Ce mardi débutera le Festival de Cannes, et c’est Virginie Efira qui aura l’honneur d’en être la maîtresse de cérémonie. Une expérience qu’elle a évoquée dans les colonnes du Figaro. En commençant par l’écriture de son texte : "Je l’ai écrit en majeure partie seule. Puisque c’est moi qui vais le prononcer, c’était indispensable d’y mettre mon écriture. J’aimerais avoir la drôlerie de Valérie Lemercier, et quand je vois Édouard Baer, je lui envoie un message pour lui dire : ‘Je regrette de ne pas être toi.’ Mais on est que soi-même… Alors je me suis demandé ce que j’avais envie de raconter. Tout cela a pris un certain temps."

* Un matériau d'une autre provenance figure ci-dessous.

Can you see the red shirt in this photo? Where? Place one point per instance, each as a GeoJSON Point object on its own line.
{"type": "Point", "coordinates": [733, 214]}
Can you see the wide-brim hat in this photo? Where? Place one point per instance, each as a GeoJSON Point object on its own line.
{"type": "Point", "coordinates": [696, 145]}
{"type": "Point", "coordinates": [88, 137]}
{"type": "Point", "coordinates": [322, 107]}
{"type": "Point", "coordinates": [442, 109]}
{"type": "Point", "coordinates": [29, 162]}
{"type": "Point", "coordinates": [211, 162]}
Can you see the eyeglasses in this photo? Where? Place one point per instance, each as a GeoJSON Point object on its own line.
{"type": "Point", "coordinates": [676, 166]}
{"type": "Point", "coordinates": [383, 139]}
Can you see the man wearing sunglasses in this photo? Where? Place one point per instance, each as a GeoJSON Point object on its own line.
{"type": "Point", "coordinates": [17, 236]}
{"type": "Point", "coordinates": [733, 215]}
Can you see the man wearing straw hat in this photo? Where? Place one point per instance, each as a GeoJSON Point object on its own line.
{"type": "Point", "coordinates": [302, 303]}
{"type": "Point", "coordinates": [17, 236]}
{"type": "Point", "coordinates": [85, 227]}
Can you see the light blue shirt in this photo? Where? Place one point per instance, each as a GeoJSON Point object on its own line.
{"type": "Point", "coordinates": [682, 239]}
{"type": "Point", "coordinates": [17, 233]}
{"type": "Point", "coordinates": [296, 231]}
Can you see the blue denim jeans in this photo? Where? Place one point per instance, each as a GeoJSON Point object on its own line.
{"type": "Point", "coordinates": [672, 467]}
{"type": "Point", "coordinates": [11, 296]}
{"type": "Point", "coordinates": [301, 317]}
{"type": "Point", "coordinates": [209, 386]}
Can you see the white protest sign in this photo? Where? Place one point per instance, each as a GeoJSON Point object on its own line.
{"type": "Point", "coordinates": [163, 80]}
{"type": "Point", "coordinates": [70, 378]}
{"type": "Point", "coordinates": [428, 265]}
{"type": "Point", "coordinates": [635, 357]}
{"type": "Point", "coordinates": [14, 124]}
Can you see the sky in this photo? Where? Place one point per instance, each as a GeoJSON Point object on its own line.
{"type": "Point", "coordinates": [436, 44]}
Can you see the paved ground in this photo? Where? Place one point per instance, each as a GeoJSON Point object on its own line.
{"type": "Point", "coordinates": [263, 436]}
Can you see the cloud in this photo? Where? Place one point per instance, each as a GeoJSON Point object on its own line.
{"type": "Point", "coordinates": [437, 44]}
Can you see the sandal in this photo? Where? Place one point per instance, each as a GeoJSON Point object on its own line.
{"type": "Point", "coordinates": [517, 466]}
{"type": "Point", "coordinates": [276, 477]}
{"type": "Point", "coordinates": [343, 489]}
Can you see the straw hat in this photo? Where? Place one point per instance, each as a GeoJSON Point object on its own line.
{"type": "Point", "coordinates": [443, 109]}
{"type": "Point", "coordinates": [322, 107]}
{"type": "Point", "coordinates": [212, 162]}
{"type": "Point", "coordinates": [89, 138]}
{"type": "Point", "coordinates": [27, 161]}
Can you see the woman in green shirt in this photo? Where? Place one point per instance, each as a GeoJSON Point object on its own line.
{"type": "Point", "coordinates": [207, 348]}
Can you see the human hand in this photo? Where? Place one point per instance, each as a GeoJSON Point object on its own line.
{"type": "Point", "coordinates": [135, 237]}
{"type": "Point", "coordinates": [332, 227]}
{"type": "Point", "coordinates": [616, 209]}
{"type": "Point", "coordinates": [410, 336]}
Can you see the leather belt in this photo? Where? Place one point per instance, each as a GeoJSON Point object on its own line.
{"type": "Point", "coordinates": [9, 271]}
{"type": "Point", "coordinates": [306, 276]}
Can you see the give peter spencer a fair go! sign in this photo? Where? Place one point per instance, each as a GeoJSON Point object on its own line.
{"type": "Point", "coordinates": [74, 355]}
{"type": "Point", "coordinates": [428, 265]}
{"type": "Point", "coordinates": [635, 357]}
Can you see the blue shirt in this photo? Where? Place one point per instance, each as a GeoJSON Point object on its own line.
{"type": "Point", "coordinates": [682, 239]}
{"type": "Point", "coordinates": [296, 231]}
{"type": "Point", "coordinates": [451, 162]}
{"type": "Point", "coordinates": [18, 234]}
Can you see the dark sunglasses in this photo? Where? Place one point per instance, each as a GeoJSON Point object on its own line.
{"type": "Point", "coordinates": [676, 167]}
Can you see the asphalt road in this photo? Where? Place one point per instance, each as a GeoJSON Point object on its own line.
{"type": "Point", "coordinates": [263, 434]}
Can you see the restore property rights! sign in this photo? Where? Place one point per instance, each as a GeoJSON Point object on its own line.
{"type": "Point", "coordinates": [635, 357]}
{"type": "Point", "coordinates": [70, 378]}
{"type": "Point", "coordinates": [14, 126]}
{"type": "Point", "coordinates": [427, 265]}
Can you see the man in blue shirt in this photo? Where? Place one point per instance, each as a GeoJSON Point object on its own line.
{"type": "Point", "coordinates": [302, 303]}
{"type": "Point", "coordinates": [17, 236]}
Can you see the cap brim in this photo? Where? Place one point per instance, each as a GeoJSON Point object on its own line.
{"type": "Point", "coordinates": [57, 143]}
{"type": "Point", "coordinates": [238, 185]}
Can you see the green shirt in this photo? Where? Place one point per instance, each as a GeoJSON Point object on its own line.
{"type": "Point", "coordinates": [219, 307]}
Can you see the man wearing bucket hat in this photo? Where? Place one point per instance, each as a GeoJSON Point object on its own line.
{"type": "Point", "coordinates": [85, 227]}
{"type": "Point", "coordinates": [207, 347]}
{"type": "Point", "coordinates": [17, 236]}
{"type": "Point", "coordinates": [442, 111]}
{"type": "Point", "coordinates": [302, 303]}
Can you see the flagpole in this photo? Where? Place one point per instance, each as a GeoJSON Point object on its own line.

Le tout, sans stresser. "Je pense qu’il ne faut pas prendre tout cela trop sérieusement. Lors des avant-premières, j’ai souvent l’impression d’être dans un film. On doit mettre en marche un personnage. C’est presque une dépersonnalisation. Il y a, à Cannes, une acceptation de l’hystérisation assez comique. Une hystérisation assez contagieuse, d’ailleurs. Une ceinture qui manque ? C’est le monde qui s’effondre… Il faut pouvoir rire de cela. Être dedans, tout en prenant de la distance."

Si elle fait preuve d’autant d’esprit que lors de sa présidence des Magritte, sa présentation devrait valoir le déplacement.